Implications for State and Community Infrastructure
Principle: Take steps to ensure that quality assurance, quality improvement and sound management support implementation of the plan. When effectively carrying out this principle:
- Planners evaluate how quality assurance and quality improvement can be conducted effectively as more people with disabilities live in community settings.
- The State also examines how it can best manage the overall system of health and long term care so that placement in the most integrated setting appropriate becomes the norm. It considers what planning, contracting and management infrastructure might be necessary to achieve this result at the State and the community level.

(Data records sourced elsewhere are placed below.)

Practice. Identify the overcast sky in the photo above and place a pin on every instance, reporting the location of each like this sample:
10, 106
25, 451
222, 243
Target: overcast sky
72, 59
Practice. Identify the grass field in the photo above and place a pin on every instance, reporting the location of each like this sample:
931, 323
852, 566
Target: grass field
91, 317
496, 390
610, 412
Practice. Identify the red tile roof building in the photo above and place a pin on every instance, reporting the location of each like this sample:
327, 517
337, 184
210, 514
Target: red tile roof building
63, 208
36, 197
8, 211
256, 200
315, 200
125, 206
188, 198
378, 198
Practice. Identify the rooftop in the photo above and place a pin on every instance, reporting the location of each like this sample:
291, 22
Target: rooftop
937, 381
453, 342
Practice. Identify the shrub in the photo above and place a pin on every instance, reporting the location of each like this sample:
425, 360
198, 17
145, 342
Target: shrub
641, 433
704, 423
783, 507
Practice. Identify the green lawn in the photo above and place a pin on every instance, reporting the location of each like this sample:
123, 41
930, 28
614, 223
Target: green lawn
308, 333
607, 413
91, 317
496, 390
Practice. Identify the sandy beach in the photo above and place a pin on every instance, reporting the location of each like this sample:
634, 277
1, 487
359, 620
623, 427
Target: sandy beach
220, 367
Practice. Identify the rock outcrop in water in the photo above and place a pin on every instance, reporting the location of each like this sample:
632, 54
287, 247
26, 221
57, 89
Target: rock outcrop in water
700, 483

- Person-Centered Planning Guidance
Section 2402(a) of the Affordable Care Act requires the Secretary to ensure all states receiving federal funds develop service systems that are responsive to the needs and choices of beneficiaries receiving home and community-based long-term services (HCBS), maximize independence and self-direction, provide support coordination to assist with a community-supported life, and achieve a more consistent and coordinated approach to the administration of policies and procedures across public programs providing HCBS. This guidance contains standards on person-centered planning and self-direction of HCBS that should be embedded in all HHS funded HCBS programs as appropriate. The guidance is consistent with the final rule from the Centers for Medicare & Medicaid Services on Medicaid HCBS and meets the requirement in section 2402(a) for a more consistent administration of policies and procedures across programs. This guidance is the Department’s first step in implementing section 2402(a). Read the guidance here.
State Health Insurance Assistance Program (SHIP)
- Final Rule for SHIP
On June 3, 2016, The Department of Health and Human Services issued a final regulation that adopts, without change, the interim final rule (IFR) entitled “State Health Insurance Assistance Program (SHIP).” This final rule implements a provision enacted by the Consolidated Appropriations Act of 2014 and reflects the transfer of the State Health Insurance Assistance Program (SHIP) from the Centers for Medicare & Medicaid Services (CMS), in the Department of Health and Human Services (HHS) to the Administration for Community Living (ACL) in HHS. Prior to the interim final rule, prior regulations were issued by CMS under the authority granted by the Omnibus Budget Reconciliation Act of 1990 (OBRA), Section 4360.